Against the wave of retail closings, the Big Apple and its suburbs are holding a lead in retail construction across the country. The value of work underway in New York City, northern New Jersey and Long Island inched up 4% from $1.2 billion in 2017 to $1.3 billion last year, according to a new study from the New York Building Congress.
Meanwhile, seven of the top 10 metro regions registered double-digit declines, including Miami (16%), Dallas-Fort Worth (17%), Houston (33%), Chicago (13%) and Los Angeles (38%).
Brick and mortar in decline
In the expansion period following the Great Recession, national retail construction grew moderately in 2012 and 2013, stalled out from 2014 to 2016 and began its slide in 2017 with a 5% drop followed by a 21% plummet in 2018, according to the report. A surplus of constructed space coupled with a chain of bankruptcies and store closures for major retailers like Sears, Payless ShoeSource and more helped drag down these numbers, the study found.
The rise of online and “e-tail” shopping led by Amazon is largely behind this disruption to the traditional brick-and-mortar landscape. U.S. retailers have announced 5,399 store closures compared to 2,396 store openings year to date, found a March report from Coresight Research.
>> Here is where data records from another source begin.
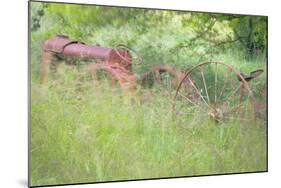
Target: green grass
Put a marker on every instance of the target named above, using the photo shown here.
(86, 133)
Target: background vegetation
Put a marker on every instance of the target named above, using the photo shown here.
(86, 133)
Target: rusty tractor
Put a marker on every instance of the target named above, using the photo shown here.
(214, 89)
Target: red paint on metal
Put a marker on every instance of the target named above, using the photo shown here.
(117, 62)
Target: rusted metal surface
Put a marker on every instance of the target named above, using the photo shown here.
(217, 109)
(116, 62)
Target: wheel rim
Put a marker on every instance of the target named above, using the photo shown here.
(214, 90)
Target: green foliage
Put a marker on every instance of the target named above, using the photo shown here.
(82, 133)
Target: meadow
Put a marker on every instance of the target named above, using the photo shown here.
(90, 132)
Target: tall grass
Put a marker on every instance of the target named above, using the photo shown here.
(82, 132)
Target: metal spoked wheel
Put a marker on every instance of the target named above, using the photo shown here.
(214, 90)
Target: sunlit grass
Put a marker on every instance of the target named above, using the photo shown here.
(82, 132)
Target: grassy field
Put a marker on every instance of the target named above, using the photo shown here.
(82, 132)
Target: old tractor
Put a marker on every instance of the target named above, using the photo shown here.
(214, 89)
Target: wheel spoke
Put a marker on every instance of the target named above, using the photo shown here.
(204, 82)
(187, 99)
(196, 89)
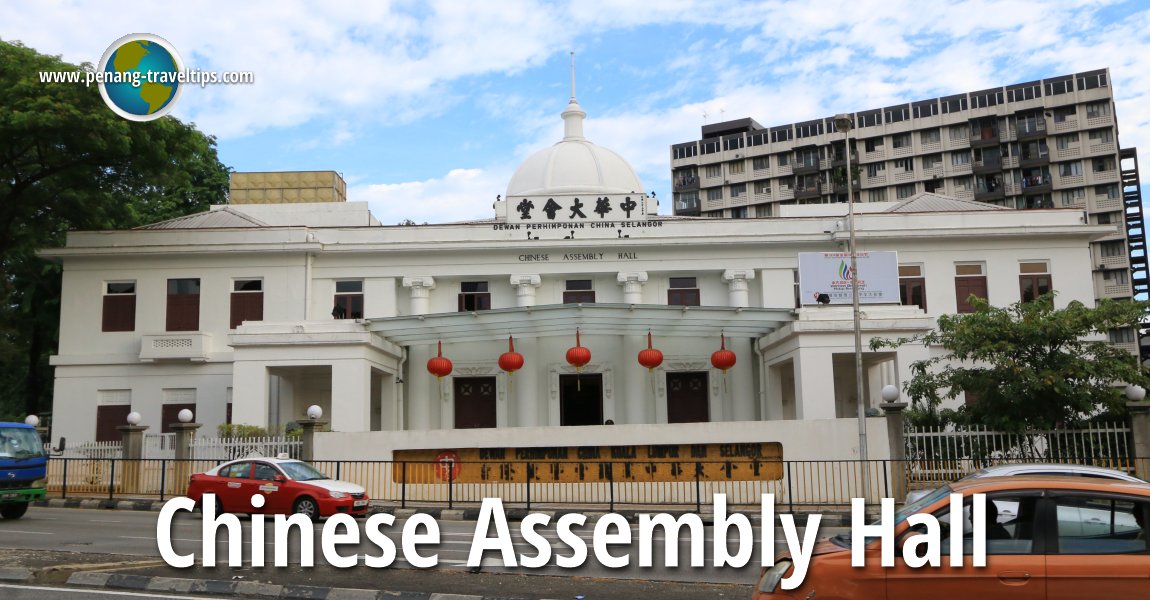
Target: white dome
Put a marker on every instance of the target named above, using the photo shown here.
(574, 166)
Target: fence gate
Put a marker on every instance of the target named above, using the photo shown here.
(937, 455)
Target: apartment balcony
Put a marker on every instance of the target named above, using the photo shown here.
(986, 195)
(191, 346)
(805, 167)
(949, 143)
(960, 169)
(687, 184)
(1036, 186)
(1104, 204)
(1113, 290)
(1106, 147)
(988, 166)
(1106, 176)
(1070, 124)
(1070, 179)
(809, 191)
(1067, 153)
(1035, 160)
(1099, 121)
(1113, 262)
(984, 137)
(1032, 130)
(1128, 346)
(687, 207)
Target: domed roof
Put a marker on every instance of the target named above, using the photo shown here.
(574, 166)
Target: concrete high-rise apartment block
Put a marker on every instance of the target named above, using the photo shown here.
(1044, 144)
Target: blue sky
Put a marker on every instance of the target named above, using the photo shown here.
(427, 108)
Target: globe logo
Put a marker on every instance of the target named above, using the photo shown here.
(140, 77)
Manhattan stands as an outlier, though, with the newly opened $25 billion Hudson Yards development leasing out 720,000 square feet of retail space and heavy hitters like Ikea and Nike exploring new store formats there. The borough had a larger share of the city’s retail construction (58%) from 2015 to 2018 than the other four combined, according to the Building Congress report, and was followed by Brooklyn (18%) and Staten Island (14%) at second and third.
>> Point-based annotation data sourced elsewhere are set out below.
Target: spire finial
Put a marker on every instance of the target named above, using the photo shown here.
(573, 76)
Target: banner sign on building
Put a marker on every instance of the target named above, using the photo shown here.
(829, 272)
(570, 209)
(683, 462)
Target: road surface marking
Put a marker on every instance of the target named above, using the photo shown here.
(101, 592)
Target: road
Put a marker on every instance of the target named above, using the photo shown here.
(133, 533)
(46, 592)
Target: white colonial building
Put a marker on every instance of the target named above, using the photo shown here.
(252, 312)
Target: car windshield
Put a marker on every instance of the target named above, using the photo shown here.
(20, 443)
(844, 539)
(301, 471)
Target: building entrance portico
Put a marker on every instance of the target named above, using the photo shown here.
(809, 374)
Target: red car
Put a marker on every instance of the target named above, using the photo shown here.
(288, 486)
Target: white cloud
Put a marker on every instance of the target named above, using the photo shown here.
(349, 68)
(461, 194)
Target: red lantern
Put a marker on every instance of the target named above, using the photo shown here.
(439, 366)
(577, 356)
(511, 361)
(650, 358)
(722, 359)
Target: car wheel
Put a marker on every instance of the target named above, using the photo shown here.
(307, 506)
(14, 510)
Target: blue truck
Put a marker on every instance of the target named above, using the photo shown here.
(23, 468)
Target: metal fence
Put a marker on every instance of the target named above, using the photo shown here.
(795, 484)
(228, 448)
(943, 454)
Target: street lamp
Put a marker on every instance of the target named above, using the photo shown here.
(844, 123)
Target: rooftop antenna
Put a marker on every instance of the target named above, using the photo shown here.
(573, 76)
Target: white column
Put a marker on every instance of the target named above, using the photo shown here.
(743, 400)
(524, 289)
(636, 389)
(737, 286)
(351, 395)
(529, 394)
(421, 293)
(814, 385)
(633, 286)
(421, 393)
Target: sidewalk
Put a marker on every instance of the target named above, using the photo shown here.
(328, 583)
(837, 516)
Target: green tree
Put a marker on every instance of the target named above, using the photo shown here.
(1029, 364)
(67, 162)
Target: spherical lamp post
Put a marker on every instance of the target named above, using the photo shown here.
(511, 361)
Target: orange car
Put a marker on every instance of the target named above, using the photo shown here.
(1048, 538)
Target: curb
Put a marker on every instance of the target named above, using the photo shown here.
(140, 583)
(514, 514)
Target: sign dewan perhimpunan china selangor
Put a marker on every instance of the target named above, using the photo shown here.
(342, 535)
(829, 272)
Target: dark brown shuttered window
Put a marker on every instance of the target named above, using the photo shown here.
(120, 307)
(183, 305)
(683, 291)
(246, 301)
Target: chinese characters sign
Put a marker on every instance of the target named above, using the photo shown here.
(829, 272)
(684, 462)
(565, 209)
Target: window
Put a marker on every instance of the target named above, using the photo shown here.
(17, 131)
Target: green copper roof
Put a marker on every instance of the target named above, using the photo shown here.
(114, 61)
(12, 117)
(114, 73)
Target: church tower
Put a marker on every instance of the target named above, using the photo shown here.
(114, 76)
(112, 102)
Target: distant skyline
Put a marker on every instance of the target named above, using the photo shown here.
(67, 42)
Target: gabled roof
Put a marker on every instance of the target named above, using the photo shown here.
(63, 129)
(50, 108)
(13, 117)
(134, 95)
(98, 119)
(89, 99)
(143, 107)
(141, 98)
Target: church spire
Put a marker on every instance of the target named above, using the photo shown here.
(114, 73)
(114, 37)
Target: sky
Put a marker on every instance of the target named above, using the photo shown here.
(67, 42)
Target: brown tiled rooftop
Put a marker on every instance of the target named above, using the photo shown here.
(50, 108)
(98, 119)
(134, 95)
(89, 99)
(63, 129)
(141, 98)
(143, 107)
Retail’s share of the building boom
New York City is currently in its second-largest building boom of the century, the Building Congress noted, with $196 billion in total construction starts across all boroughs from 2015 to 2018. Retail construction accounted for $4.7 billion of that amount, according to the study, and almost 7.5 million square feet.
While the overall nonresidential category steadily climbed during that four-year period, retail slipped year-over-year from $1.9 billion in 2015 to $1.2 billion in 2016, $777 million in 2017 and $773 million in 2018.
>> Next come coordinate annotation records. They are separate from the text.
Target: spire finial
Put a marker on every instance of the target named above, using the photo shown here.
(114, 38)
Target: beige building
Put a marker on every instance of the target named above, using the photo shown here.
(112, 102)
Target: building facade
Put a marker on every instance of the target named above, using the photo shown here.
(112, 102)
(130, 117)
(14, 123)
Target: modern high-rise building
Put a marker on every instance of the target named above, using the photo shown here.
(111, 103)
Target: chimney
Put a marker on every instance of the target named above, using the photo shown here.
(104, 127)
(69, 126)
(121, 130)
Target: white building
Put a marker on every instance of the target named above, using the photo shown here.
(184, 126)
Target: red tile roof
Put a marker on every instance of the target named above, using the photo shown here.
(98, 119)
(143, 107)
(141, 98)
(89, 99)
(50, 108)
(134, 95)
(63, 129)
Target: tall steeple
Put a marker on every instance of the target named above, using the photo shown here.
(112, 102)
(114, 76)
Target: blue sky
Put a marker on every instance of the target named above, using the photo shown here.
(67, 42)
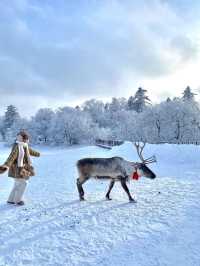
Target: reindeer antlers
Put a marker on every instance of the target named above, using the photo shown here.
(140, 147)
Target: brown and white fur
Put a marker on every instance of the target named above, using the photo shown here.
(113, 169)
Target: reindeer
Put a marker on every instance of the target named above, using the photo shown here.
(113, 169)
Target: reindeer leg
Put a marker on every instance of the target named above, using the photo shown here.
(123, 183)
(79, 183)
(112, 182)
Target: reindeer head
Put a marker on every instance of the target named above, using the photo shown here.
(142, 168)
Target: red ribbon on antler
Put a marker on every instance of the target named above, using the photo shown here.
(135, 175)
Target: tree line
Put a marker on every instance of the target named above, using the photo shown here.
(135, 119)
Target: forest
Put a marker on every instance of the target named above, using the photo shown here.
(174, 120)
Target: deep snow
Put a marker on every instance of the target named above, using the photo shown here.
(54, 228)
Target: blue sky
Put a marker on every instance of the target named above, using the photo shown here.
(55, 53)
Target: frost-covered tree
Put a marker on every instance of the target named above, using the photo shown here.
(188, 95)
(18, 125)
(97, 111)
(40, 125)
(72, 126)
(10, 117)
(139, 102)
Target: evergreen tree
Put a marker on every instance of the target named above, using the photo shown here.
(139, 102)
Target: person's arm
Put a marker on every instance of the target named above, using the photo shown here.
(12, 157)
(34, 153)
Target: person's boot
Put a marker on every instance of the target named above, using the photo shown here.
(10, 202)
(20, 203)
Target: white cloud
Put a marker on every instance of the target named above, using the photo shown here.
(72, 51)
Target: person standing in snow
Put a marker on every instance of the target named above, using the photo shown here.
(19, 167)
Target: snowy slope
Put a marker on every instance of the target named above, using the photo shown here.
(54, 228)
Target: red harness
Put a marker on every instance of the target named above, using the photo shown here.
(135, 175)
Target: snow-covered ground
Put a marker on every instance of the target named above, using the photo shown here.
(54, 228)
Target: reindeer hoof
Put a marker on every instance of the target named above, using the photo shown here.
(131, 200)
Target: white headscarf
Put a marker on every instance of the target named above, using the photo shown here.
(21, 146)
The top retail groundbreakings in that window, according to the study, were The Shops and Restaurants at Hudson Yards in Manhattan for $600 million; the $200 million South Street Seaport Pier 17 in Manhattan; the $150 million Staten Island Mall; and the $70 million The Boulevard on Staten Island. These starts represent a mix of new construction and renovations, categories which were each valued at $2.5 billion in the city from 2015 to 2018.
In 2013, the value of retail alteration and renovation starts began to outpace the value of new retail construction nationally, the study noted. In New York City, the flip held off until 2016, when 64% of all retail construction was either an alteration or renovation. But in 2018, new starts accelerated again and alterations and renovations hovered just above at 51%.
Incorporating experience, live-work-play
The $25 billion Hudson Yards development is emblematic of New York City’s current boom and representative of the live-work-play trend that’s supporting retail construction across the city. Developers are responding to demand from residents, commuters and tourists for a range of options in destinations like Hudson Yards, Manhattan West and Essex Crossing, the report said, which has been a boon for retail construction. In fact, seven of the top 10 largest retail projects in New York City from 2015 to 2018 are part of larger mixed-use projects.
Another trend at play, according to the report, is rising demand for experiential retail, with shopping locations that are more visually attractive, tech-driven and immersive than traditional malls. One megamall just outside Manhattan in East Rutherford, N.J., will pair about 450 retailers with attractions such as a hotel, spa, aquarium, theme park and indoor snow skiing. Developer Triple Five is set to open the $5 billion American Dream Meadowlands project in August.
But the trend has also played out on a franchise level, as retailers pare down their number of stores to generate more impact around fewer, experience-driven locations. Nike, for example, opened its six-floor, 69,000-square-foot “House of Innovation” in Manhattan, featuring a personalized walkthrough, customization opportunities and more.